Viele Betroffene beschreiben ihre Krankheitsphase als eine besondere Zeit, in der sie ihr Leben so intensiv erlebt haben wie noch nie zuvor. Sehr gut ist, wenn Sie von einem Experten ihres Vertrauens begleitet werden, der die „Zeichen der Zeit“ versteht und Sie in Ihrem Bemühen unterstützt.
Meine Empfehlung:
Die nachfolgende Übung hilft Ihnen, sich für einen Moment auf sich selbst zu besinnen und sich angenommen und beschützt zu fühlen. Falls Sie mögen, legen Sie sich eine gemütliche Decke um und lassen Sie sich an einem ruhigen Ort nieder. Sie können die Anleitung aber in jeder Haltung erst einmal lesen.
Die Kontaktübung
Legen Sie eine Hand auf den Brustkorb und die andere Hand auf den Bauch. Spüren Sie den angenehmen Kontakt Ihrer Hände auf Ihrem Körper. Vielleicht können Sie die feinen Atembewegungen wahrnehmen. Nehmen Sie den Kontakt von Gesäß und Rücken zu Ihrer Sitzgelegenheit, den Kontakt Ihrer Füße zum Boden, den Kontakt zu Ihrer Kleidung wahr und folgen Sie mit den Händen den natürlichen Atembewegungen Ihres Körpers. Wenn es geht, spüren Sie den Schutz, den Ihnen Ihre eigenen Hände vermitteln, und sagen Sie zu sich etwa Folgendes: „Ganz ruhig, alles gut, ganz geborgen, das wird wieder…“ Falls Ihnen Tränen kommen, lassen Sie sie zu. Tränen sind unser natürliches Stressventil. Sie sind Ausdruck von Gefühlen und Zeichen innerer Bewegtheit. Depression ist eher die Stagnation von Gefühlen. Die verträgliche „Dosis“ von Gefühlen werden Sie mit der Zeit selbst herausfinden.

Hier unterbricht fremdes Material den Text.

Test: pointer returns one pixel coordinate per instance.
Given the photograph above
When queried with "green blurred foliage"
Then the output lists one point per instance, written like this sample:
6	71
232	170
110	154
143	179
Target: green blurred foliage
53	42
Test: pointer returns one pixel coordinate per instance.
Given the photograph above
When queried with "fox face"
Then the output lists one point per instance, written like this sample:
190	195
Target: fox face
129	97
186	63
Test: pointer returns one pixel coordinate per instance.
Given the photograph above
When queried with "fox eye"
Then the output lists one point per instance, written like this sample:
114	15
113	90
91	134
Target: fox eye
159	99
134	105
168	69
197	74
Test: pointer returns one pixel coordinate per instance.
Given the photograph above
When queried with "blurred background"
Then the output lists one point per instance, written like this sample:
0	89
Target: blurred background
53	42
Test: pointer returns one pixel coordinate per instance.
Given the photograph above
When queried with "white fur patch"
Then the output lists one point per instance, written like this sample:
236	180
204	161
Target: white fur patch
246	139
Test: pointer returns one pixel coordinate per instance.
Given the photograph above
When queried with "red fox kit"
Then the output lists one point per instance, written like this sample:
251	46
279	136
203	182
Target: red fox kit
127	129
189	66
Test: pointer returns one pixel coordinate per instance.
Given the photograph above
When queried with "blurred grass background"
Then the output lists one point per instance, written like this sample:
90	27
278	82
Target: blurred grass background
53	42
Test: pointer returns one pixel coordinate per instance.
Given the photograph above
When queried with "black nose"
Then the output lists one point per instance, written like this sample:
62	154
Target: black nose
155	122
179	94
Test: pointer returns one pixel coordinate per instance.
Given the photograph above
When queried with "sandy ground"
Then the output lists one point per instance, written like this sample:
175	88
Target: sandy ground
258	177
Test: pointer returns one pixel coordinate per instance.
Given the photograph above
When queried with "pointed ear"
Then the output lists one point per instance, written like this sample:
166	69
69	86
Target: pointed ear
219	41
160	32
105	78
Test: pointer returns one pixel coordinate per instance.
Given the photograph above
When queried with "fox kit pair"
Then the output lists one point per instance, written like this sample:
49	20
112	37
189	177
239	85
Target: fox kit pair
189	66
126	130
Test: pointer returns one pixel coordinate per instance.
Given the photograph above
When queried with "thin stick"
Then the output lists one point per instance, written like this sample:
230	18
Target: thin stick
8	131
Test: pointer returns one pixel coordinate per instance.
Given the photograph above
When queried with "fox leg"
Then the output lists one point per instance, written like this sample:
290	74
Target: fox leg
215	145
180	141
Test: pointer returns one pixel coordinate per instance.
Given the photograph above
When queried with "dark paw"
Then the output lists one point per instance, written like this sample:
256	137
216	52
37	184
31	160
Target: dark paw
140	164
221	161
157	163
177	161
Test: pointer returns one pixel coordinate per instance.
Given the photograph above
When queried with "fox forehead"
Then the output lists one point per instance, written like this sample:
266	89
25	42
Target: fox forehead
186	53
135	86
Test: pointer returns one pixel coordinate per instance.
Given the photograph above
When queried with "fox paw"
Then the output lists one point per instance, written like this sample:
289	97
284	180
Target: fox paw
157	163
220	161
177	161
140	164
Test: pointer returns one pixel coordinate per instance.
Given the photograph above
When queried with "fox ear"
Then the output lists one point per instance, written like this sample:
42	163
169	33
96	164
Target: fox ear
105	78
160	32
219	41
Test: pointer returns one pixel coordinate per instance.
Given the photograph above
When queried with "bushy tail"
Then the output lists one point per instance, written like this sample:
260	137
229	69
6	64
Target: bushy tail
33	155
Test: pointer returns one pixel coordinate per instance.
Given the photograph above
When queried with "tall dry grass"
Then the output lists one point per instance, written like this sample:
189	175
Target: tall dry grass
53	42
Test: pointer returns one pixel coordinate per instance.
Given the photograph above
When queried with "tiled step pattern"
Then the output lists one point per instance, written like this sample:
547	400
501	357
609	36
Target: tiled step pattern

Ich nenne diese Übung gerne die „Kontaktübung“, denn sie hilft, den in der Depression verlorenen Kontakt zu sich selbst wieder herzustellen, auch wenn das nur für kurze Zeit gelingen mag. Sie können diese Übung auch ganz dezent als kleine Geste überall einschieben, wo Sie sind. Sie wird Ihnen helfen, immer wieder zu sich zu kommen und sich von innerem Druck zu entlasten.